AHA Special Bulletin
September 17, 2021

ASPR is working with state and territorial leaders to make COVID-19 monoclonal antibody therapies available across all states and territories. The therapies no longer can be ordered directly by hospitals.

Download the Special Bulletin PDF

The Department of Health and Human Services’ (HHS) Assistant Secretary for Preparedness and Response (ASPR) Sept. 13 announced a major change in the distribution of COVID-19 monoclonal antibody therapies. This change was prompted by the rapid surge in COVID-19-positive cases across the country, which has greatly increased the demand for monoclonal antibodies as a therapy that has been shown to be effective for many people in preventing severe illness or death if administered early in the course of the disease.

The first monoclonal antibody therapies received Food and Drug Administration emergency use authorization in November 2020, with supplies having since been limited. The initial demand for monoclonal antibodies was much lower than available supply, which is why from February 2021 until Sept. 13, ASPR allowed hospitals and other health care delivery sites to order monoclonal antibodies directly from the supplier (AmerisourceBergen). However, the rapid increase in demand for monoclonal antibodies has significantly constrained supply. To assure an equitable distribution of what has now become a limited resource, the federal government has reverted to the method it used from November 2020 through February 2021 for allocating monoclonal antibodies. It is similar to the method HHS used to allocate COVID-19 vaccines at a time when they, too, were in limited supply.

THE ALLOCATION METHOD

ASPR begins each week by learning from the manufacturers how many doses of monoclonal antibodies will be available. It then uses data collected from hospitals and other providers that is sent to HHS Protect to determine each states’ COVID-19-positive case counts and number of hospitalized patients. These numbers determine the proportion of available monoclonal antibodies each state might receive, but it will be adjusted if a state’s usage rate for monoclonal antibodies suggests it is not using up its prior week’s allocation at a rate similar to that of other states.

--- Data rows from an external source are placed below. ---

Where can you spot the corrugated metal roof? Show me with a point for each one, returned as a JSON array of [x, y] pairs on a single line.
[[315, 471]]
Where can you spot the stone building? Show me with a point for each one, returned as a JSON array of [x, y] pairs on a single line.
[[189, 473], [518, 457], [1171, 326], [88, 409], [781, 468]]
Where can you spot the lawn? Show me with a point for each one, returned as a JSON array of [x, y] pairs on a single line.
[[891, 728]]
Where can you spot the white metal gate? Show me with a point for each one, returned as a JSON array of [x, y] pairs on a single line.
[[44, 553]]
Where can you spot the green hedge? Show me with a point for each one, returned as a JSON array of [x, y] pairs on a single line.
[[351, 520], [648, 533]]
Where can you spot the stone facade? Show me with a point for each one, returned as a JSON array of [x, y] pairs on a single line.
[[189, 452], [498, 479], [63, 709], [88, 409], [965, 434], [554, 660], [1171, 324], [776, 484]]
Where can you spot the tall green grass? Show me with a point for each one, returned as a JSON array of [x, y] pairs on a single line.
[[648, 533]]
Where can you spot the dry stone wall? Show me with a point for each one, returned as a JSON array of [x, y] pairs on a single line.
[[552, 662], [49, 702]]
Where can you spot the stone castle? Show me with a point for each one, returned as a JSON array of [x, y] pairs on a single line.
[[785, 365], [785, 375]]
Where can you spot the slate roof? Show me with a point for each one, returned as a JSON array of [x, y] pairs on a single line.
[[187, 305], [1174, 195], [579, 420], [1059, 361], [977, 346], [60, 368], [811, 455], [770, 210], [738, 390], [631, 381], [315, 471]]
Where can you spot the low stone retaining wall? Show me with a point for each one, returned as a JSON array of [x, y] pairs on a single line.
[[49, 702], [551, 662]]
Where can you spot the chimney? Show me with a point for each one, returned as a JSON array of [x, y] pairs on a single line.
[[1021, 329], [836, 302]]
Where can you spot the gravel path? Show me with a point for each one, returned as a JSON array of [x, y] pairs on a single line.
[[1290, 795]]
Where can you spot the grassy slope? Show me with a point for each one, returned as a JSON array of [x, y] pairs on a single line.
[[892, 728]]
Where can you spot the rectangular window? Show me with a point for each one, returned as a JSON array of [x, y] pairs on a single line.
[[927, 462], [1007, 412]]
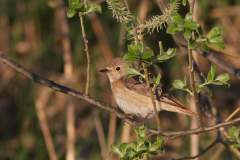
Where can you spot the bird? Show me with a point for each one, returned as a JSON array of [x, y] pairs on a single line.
[[133, 97]]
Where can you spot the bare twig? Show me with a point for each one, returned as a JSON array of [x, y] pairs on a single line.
[[40, 104], [195, 95], [68, 72], [88, 56], [204, 151], [100, 104], [233, 114], [147, 79], [223, 52], [100, 134]]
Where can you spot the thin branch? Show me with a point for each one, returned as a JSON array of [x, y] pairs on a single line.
[[204, 151], [233, 114], [88, 56], [223, 52], [147, 79], [100, 104], [195, 95]]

Each state governor or their designee will receive notice of the amount to be sent to the state on Tuesday of each week. By Thursday of each week, the state will have to determine how that allocation is to be distributed within the state so that supplier AmerisourceBergen can put it on trucks and deliver it. If the governor or designee indicates that the state does not want the full amount that has been allocated to it, the rest will remain in the warehouse and either be used for urgent situations that require expedited shipment or will become part of the amount of the following week’s therapeutics available for distribution.

WHAT YOU CAN DO

  • Contact your state hospital association to ensure you know who within your state government will be making the allocation decisions and let that person or persons know of your needs.
  • Ensure your hospital’s data are being submitted to HHS Protect as required, which will ensure your hospital’s COVID-19 patients are included in the counts that will determine the amount of monoclonal antibodies allocated to your state.
  • Ensure your clinicians understand and are adhering to the criteria for determining who is likely to benefit from this therapy in order to preserve this limited resource for those who truly need it. These criteria are articulated in the Emergency Use Authorization.

FURTHER QUESTIONS

For further information, please feel free to contact Nancy Foster, AHA’s vice president for quality and patient safety, at nfoster@aha.org, or Akin Demehin, AHA’s director of policy, at ademehin@aha.org.

Key Takeaways

  • As of Sept. 13, hospitals and other facilities administering monoclonal antibody therapies to COVID-19-positive patients must work through their state or territorial government to obtain those medications.
  • ASPR will allocate monoclonal antibody supply to each state and territory on a weekly basis using the data reported to HHS Protect on the number of COVID-19 cases and hospitalizations as well as the use rate for previously received monoclonal antibodies.
  • Governors or their designees will be empowered to accept all or some portion of that allotment and instruct AmerisourceBergen how to distribute its accepted allotment within the state.